Like a lot of parents following the whole DAS thing at the Disney Properties, I’m spending a lot of time reading articles online and various fora.
What jumps out at me – and, bluntly, shocks me – is the lack of sympathy from the commenters there.
(Bearing in mind, of course, that my wife probably reminds me weekly that I really need to STOP reading fora on most MSM sites, since it’s usually the lunatic fringe that’s commenting with others just reacting and encouraging them. There’s just something in me that can’t stop from clicking on the ‘Comment’ link to read the thoughts…)
Now, I’m not talking per se about just the DAS issue and how our community is reacting to the change from the GAC over to the DAS. (And yes, some of us are behaving abysmally.) The fact is, we’re on the first week of that new system, and I think there’ll end up having to be tweaks to it before it’s running smoothly… plus Disney has held out the fact that they can make individual additional accommodations as needed.
I’m more talking about the sheer negativity of adults and/or parents who don’t have children with disabilities.
I can handle the parents who genuinely feel that it’s unfair, when a park gives a child and the entire family with them a pass to cut the line at every single ride, especially on very busy days. As I’ve said to my wife – I’m fine with waiting between rides, with not having the ability to zip around the park willy-nilly at any amusement park we visit. There are ways (such as the ones I mentioned in my post from a short while back, A Proposal for Special Access) that the pass could be made more fair in general, and even out the difference between the sides’ view on it. And even this past weekend, when we did use the Monster’s RAP at Busch Gardens to “cut the line”, it was in accordance with their policy – that the line was already fairly short, but would have been a 5-10 minute wait.
What I have problems with are the parents who think any accommodation is unfair. The ones who think that if your child can’t wait in a line like everyone else – that even the check-in system is unfair – that you “don’t belong at [put name of place here]”. The ones who think that we’re selfish for wanting our children, be it our child with any disability or our other “normal” children, to have some kind of childhood that resembles what we’d hoped for if they perceive that there’s special treatment. The ones who think that we’re selfish for any accommodation that we would like to receive, in trying to keep things a level playing field – be it at an amusement park, in our child’s schooling, in recreational activities. The ones who think we’re the unfair ones for anything that we’re given that their child does not receive.
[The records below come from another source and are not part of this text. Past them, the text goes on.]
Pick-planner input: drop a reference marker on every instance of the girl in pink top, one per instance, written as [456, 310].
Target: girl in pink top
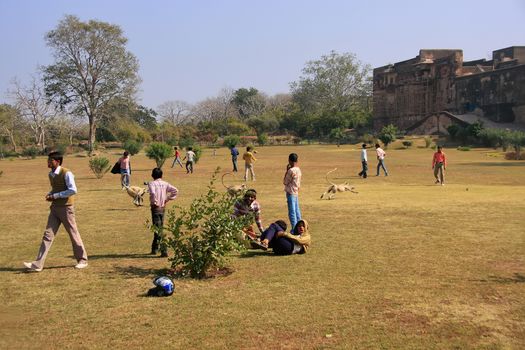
[125, 169]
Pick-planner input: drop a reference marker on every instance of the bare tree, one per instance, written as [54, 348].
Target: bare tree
[34, 108]
[92, 66]
[175, 112]
[10, 124]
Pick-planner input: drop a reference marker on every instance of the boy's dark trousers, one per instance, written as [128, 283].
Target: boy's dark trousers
[365, 169]
[157, 218]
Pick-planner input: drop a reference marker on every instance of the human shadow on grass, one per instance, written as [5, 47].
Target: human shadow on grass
[25, 270]
[252, 253]
[506, 163]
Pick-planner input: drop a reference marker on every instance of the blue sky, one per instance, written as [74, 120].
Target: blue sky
[190, 50]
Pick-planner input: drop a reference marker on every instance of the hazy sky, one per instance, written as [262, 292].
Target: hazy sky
[189, 50]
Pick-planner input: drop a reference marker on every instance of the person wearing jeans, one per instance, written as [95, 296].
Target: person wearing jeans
[380, 160]
[62, 212]
[292, 183]
[160, 192]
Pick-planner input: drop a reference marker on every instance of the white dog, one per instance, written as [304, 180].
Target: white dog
[333, 188]
[136, 193]
[233, 190]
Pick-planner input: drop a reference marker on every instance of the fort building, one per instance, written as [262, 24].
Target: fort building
[427, 93]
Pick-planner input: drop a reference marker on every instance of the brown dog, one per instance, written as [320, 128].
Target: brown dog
[233, 190]
[333, 188]
[136, 193]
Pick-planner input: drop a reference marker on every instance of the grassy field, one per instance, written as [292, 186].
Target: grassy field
[404, 264]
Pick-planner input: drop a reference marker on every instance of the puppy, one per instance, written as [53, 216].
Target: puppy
[136, 193]
[333, 188]
[233, 190]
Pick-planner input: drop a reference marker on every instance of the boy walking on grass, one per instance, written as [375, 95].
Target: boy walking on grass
[292, 183]
[61, 196]
[160, 192]
[249, 160]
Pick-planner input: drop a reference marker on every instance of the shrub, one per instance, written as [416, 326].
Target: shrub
[204, 234]
[428, 142]
[159, 152]
[231, 141]
[99, 166]
[133, 147]
[407, 144]
[31, 152]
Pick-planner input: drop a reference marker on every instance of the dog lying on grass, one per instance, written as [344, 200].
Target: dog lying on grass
[333, 188]
[233, 190]
[136, 193]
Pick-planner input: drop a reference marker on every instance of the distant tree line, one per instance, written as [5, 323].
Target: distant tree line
[88, 95]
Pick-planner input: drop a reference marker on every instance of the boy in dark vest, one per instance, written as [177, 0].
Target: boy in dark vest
[61, 196]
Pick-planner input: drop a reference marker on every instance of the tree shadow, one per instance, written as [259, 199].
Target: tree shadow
[516, 278]
[136, 271]
[488, 164]
[123, 256]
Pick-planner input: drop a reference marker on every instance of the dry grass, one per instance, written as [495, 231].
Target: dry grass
[403, 264]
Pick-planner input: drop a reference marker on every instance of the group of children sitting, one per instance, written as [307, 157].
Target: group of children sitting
[275, 236]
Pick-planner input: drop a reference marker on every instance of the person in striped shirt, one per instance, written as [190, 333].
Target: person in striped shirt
[249, 206]
[160, 192]
[439, 164]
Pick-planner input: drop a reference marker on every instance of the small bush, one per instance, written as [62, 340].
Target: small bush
[407, 144]
[99, 166]
[31, 152]
[203, 235]
[133, 147]
[159, 152]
And at times, I can admit that it does seem unfair, the things we complain about as special needs parents, versus the perception outsiders have. The Monster is in a classroom of twelve kids, with four adult staff (teacher and 2 classroom aides, plus a 1:1 for one child) while most of the kindergartens have 20-25 kids in them in our town. The Monster’s school bus picks him up at our door, while many other children’s busses are at a nearby corner. We have programs in our state to distribute “free” money for non-therapy services to which NT kids have no access. But on the flip side, I think most of us parents in this boat would also happily give up every last one of these things, including the special treatment at amusement parks, to not be dealing with this situation.
For those of us who are in this situation… we all know that (for most of us) it doesn’t really have anything to do with being selfish. But this isn’t for us.
So to those parents in those fora who think that things need to be “equal for all” to be “fair”, I offer this part of my Autism Parent Al-Chayt:
I am sorry for the sin of being selfish.
I’m sorry for being selfish for wanting my son with Autism to be able to have some fun in his life, something that’s not wholly organized around his therapies and school. For wanting him to have fun memories that the friends he’ll someday have can relate to.
I’m sorry for being selfish for wanting my other son to be able to do what other children his age do, as if his brother didn’t have Autism, so he doesn’t – when he’s old enough to understand why his brother is the way he is – resent his brother or us.
I’m sorry for being selfish for trying not to cause a scene by carrying my son – kicking, flailing, screaming – out of public places and causing a half-moment’s distraction instead of a half-hour of annoyance when he has a meltdown in public.
I’m sorry for being selfish for my own part, for wanting to – very occasionally – pretend that we’re normal, and able to do the things that you take for granted being able to go together on as a family.
I’m sorry for being selfish in my want for you to have the slightest understanding of what it’s like: that you wouldn’t, in a million-billion years, want to be in my shoes, that you couldn’t handle being in my shoes, and that, were you me, you’d want some understanding from others too.
For all these sins, please forgive me, pardon me, grant me atonement.